Registered New Hampshire voters who say they will definitely vote in the Democratic primary favor Vice President Al Gore over former New Jersey Sen. Bill Bradley 47 percent to 39 percent, according to a new CBS News poll. Many previous polls have shown Bradley in the lead.
On the GOP side, Arizona Senator John McCain leads Texas Gov. George W. Bush, 39 percent to 33 percent. Steve Forbes gets 12 percent.
The results are probably worse for Bradley than they appear at first glance, reports CBS News Chief Washington Correspondent Bob Schieffer, because there's every indication that Gore will beat him handily in the upcoming Iowa caucuses as well.
If that happens, and then Gore wins in New Hampshire, it's bound to slow whatever momentum Bradley had.
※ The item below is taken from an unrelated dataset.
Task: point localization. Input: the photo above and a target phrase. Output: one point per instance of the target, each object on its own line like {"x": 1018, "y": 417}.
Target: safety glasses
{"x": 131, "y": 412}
But it probably doesn't mean the end of the road for Bradley because he has the money to hang around until the big state primaries in the first part of March.
The results on the Republican side offer no real surprises. McCain is running a wonderful campaign against a front-runner with a ton of money, but unlike Bradley, he's running it on a shoestring. He's got to win everything he enters to raise the money to get to the next stop.
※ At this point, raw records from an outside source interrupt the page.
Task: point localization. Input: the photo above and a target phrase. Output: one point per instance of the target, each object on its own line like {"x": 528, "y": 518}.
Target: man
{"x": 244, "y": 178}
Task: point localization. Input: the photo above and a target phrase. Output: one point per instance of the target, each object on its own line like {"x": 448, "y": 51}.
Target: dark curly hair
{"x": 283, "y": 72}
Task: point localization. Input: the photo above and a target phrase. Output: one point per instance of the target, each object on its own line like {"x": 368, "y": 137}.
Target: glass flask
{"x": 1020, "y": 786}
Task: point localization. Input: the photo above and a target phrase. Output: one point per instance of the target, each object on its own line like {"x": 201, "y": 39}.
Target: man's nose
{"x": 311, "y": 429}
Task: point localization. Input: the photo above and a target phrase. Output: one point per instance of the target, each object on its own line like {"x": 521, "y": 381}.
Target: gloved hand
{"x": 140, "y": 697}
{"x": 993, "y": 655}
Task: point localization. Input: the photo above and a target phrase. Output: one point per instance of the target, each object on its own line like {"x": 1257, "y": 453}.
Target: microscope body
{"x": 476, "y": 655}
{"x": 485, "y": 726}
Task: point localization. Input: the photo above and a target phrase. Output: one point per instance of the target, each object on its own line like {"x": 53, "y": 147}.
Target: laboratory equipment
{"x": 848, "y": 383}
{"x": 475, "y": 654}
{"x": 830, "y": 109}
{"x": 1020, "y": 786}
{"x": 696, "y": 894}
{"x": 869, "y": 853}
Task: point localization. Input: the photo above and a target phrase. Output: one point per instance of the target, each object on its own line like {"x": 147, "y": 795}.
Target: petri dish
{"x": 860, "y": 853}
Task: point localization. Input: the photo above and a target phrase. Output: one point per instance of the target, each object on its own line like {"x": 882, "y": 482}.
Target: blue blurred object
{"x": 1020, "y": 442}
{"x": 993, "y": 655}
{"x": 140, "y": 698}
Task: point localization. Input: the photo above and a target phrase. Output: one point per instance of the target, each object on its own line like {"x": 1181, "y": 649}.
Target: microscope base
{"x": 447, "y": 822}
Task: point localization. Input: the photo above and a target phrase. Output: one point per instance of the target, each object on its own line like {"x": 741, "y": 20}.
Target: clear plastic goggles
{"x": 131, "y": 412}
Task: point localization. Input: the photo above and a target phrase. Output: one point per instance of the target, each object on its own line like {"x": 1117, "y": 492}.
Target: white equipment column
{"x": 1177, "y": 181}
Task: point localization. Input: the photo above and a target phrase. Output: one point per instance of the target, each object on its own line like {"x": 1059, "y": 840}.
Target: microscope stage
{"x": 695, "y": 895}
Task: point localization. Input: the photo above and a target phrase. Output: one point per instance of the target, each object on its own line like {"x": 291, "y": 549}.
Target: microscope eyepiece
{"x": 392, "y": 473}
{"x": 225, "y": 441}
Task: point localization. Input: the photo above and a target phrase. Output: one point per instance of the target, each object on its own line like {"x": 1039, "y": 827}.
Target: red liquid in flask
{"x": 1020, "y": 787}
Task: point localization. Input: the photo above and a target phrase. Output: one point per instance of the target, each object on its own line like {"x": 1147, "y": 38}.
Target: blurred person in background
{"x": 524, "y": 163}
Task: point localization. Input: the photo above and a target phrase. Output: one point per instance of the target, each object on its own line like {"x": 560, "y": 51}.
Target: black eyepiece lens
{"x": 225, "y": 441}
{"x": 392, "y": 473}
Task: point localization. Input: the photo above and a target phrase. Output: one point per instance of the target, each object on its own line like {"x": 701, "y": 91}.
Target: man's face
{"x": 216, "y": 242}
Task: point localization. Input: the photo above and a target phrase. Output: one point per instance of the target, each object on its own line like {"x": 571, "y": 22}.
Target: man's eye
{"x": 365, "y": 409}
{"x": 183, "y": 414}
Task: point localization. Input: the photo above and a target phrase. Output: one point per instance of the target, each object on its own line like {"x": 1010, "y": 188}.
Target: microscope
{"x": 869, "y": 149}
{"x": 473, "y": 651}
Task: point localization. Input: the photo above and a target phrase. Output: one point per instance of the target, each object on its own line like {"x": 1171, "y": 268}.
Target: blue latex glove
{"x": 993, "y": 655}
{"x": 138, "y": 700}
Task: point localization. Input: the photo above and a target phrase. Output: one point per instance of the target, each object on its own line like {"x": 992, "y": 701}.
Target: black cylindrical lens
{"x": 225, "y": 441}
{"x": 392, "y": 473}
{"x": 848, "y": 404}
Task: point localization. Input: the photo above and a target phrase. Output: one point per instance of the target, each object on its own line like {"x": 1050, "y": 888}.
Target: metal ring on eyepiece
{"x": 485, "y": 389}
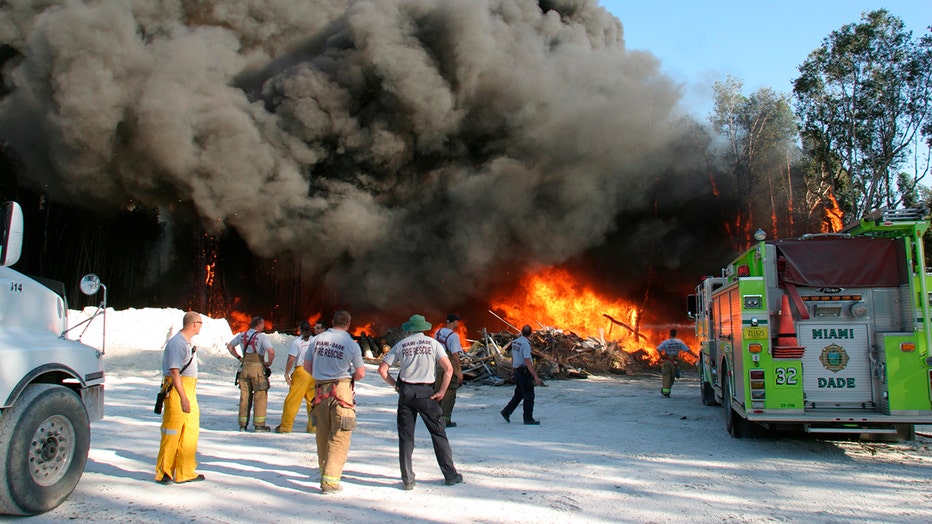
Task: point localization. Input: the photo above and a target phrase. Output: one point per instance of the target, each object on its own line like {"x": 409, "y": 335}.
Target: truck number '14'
{"x": 786, "y": 376}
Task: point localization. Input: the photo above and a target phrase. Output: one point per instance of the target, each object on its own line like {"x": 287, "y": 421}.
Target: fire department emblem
{"x": 834, "y": 358}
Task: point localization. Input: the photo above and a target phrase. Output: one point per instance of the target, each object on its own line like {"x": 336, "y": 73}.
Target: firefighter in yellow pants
{"x": 181, "y": 417}
{"x": 335, "y": 361}
{"x": 336, "y": 419}
{"x": 180, "y": 431}
{"x": 300, "y": 382}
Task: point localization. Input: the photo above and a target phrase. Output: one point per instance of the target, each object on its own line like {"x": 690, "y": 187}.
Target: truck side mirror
{"x": 90, "y": 284}
{"x": 692, "y": 306}
{"x": 11, "y": 233}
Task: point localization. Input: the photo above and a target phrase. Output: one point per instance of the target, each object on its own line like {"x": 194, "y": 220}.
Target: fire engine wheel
{"x": 737, "y": 427}
{"x": 44, "y": 440}
{"x": 706, "y": 393}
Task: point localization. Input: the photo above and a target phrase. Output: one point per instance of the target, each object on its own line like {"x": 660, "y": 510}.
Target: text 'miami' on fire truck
{"x": 828, "y": 333}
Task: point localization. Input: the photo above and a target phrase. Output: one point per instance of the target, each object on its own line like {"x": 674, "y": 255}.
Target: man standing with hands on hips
{"x": 335, "y": 361}
{"x": 525, "y": 377}
{"x": 451, "y": 343}
{"x": 418, "y": 356}
{"x": 181, "y": 424}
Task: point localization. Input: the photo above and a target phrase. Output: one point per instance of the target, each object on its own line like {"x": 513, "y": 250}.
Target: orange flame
{"x": 460, "y": 330}
{"x": 833, "y": 216}
{"x": 553, "y": 297}
{"x": 368, "y": 329}
{"x": 238, "y": 321}
{"x": 209, "y": 279}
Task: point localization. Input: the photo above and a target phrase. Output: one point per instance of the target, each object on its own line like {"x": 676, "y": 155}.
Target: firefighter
{"x": 669, "y": 351}
{"x": 181, "y": 424}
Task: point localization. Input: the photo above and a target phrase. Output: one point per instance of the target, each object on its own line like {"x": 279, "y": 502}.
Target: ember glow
{"x": 554, "y": 297}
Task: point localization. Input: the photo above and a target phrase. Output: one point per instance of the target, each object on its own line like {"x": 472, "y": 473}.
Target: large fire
{"x": 553, "y": 297}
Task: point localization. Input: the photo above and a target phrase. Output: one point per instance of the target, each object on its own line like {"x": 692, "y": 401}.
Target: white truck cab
{"x": 51, "y": 387}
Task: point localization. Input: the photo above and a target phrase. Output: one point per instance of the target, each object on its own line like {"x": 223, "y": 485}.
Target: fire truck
{"x": 51, "y": 387}
{"x": 827, "y": 333}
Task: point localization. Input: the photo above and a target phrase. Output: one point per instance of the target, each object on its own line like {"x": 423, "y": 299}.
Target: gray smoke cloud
{"x": 406, "y": 151}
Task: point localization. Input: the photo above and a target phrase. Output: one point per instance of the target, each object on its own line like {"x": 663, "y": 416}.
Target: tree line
{"x": 855, "y": 135}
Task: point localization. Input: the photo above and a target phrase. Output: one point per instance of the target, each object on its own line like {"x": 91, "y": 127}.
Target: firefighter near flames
{"x": 827, "y": 333}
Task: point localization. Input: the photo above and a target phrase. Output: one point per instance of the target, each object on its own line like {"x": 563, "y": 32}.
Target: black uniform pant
{"x": 524, "y": 391}
{"x": 414, "y": 400}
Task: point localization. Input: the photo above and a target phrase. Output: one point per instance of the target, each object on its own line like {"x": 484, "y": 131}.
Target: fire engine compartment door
{"x": 836, "y": 365}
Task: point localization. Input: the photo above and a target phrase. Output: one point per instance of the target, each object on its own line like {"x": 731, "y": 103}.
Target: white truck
{"x": 51, "y": 387}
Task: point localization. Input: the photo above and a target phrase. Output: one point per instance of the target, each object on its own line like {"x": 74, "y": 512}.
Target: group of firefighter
{"x": 322, "y": 368}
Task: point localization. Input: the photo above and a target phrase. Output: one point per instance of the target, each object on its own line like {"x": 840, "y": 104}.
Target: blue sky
{"x": 760, "y": 42}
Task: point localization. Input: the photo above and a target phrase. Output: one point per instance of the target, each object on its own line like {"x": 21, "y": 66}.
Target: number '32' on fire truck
{"x": 828, "y": 333}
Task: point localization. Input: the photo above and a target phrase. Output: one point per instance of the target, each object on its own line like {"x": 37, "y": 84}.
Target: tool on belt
{"x": 328, "y": 390}
{"x": 167, "y": 385}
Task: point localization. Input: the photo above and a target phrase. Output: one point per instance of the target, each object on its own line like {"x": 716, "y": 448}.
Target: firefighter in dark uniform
{"x": 669, "y": 351}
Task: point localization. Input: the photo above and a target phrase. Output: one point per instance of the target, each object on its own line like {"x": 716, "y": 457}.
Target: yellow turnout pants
{"x": 180, "y": 432}
{"x": 302, "y": 388}
{"x": 335, "y": 423}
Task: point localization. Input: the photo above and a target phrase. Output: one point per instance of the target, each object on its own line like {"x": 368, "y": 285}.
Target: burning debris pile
{"x": 557, "y": 354}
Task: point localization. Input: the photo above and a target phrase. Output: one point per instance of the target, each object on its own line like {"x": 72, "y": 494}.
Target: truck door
{"x": 836, "y": 365}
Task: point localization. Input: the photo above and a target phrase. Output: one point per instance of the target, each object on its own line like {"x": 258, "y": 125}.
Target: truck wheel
{"x": 737, "y": 427}
{"x": 706, "y": 393}
{"x": 44, "y": 439}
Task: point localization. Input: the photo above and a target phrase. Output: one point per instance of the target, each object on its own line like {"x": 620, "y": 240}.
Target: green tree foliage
{"x": 863, "y": 102}
{"x": 760, "y": 132}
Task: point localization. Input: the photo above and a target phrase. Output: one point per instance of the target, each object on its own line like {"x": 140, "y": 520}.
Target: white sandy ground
{"x": 609, "y": 449}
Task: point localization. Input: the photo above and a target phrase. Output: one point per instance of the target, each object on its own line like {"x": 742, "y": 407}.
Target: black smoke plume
{"x": 403, "y": 154}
Even if McCain wins New Hampshire, he's got to win the next one in South Carolina or he's finished. And right now he's way behind there.
CBS News Correspondent Bill Whitaker reports there's a key block of voters who could play a decisive role in New Hampshire, as well as some 30 other states.
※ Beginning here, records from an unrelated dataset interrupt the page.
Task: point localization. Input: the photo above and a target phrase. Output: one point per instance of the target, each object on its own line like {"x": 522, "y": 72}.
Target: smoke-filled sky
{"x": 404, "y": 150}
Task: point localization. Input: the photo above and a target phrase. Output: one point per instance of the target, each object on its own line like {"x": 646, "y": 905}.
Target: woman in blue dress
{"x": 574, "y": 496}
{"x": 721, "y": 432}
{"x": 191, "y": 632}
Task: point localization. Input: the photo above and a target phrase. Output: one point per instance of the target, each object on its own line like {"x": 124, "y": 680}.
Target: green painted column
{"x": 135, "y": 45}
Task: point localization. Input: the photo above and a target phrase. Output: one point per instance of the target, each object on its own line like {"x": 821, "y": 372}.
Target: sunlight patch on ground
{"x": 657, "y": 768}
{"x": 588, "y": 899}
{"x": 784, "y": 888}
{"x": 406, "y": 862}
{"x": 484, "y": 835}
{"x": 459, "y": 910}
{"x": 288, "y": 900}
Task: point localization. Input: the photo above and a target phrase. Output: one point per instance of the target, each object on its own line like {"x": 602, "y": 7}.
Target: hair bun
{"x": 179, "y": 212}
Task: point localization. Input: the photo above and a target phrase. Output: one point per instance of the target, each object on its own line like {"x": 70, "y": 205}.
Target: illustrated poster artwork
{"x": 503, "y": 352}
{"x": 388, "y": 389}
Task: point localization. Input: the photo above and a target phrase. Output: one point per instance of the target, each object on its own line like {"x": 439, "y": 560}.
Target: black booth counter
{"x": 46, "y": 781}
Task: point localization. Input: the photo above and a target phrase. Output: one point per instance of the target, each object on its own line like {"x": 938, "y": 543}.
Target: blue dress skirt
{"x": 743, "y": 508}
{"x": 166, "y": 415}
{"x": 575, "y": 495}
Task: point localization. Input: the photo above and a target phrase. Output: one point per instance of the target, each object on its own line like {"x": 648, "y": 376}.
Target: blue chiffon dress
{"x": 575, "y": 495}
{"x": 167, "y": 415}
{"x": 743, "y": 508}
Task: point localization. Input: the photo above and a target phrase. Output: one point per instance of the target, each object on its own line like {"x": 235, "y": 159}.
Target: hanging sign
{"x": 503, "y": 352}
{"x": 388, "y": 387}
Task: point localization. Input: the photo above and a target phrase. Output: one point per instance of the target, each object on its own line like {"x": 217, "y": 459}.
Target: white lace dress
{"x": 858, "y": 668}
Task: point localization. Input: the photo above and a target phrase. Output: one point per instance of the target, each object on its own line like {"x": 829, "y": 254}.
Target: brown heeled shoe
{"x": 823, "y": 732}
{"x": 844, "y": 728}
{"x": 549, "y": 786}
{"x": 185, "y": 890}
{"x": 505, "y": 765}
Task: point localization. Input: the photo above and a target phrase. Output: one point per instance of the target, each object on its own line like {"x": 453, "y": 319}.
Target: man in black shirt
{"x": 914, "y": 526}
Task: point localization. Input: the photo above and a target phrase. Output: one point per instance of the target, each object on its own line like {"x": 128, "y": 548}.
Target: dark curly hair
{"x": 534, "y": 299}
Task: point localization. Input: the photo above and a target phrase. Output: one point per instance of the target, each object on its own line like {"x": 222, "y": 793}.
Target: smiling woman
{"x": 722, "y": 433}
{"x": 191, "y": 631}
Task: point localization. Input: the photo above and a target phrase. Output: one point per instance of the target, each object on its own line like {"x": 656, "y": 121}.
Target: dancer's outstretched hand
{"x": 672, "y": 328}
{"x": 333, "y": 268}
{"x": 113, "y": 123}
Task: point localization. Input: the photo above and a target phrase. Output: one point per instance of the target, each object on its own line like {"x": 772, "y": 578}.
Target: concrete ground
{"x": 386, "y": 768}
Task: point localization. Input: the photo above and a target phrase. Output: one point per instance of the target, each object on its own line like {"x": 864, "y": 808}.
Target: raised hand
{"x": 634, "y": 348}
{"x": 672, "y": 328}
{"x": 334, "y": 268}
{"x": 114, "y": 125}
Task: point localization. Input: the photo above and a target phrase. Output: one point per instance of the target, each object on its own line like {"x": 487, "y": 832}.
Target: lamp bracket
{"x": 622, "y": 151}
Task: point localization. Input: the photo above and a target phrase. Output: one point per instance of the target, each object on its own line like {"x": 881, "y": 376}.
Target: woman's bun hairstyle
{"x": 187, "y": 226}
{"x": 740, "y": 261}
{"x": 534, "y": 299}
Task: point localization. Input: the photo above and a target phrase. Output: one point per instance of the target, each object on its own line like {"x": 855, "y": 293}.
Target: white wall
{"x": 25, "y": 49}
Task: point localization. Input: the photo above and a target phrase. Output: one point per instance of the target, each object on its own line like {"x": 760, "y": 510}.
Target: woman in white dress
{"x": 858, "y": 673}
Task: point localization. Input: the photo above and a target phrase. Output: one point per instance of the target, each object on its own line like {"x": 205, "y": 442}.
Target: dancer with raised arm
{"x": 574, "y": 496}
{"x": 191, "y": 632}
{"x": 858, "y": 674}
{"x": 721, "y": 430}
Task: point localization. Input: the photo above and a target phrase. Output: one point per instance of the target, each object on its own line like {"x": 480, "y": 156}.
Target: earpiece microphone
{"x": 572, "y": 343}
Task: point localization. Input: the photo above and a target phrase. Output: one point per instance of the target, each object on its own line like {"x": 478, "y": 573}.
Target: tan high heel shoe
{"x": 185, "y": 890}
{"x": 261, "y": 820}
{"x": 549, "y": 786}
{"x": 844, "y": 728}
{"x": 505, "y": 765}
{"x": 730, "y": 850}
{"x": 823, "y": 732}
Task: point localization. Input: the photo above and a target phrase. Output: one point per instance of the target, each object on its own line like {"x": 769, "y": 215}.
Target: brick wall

Here, voters can register as Democrats, Republicans or undeclared. This year, undeclared voters are at a record high: 275,000 or 37 percent.
Sam and Mary Rosen are typical of the state's Independent voters.
Mary says she and her husband are "Democrats mostly. Although we could be swayed." She says they went to see Republican John McCain and liked him. "Well, we really are Independents."
The new CBS News poll shows Independents are looking for straight talk. Sixty-four percent say maverick Republican McCain says what he really believes and not what he thinks people want to hear, compared to 28 percent for Gov. Bush.
And Bradley outscores Gore 51 to 43 percent. The question is, which party outsider will Independents choose?
"We have many differences," says Bradley. "I respect John a lot. But I don't think we are competing for the same voters."
But this new poll shows Bradley may need to rethink that.
New Hampshire is one of four early primaries where Independents play a crucial role. And this Granite State may be on the verge of sending the first message: that being the party favorite doesn't mean victory is set in stone.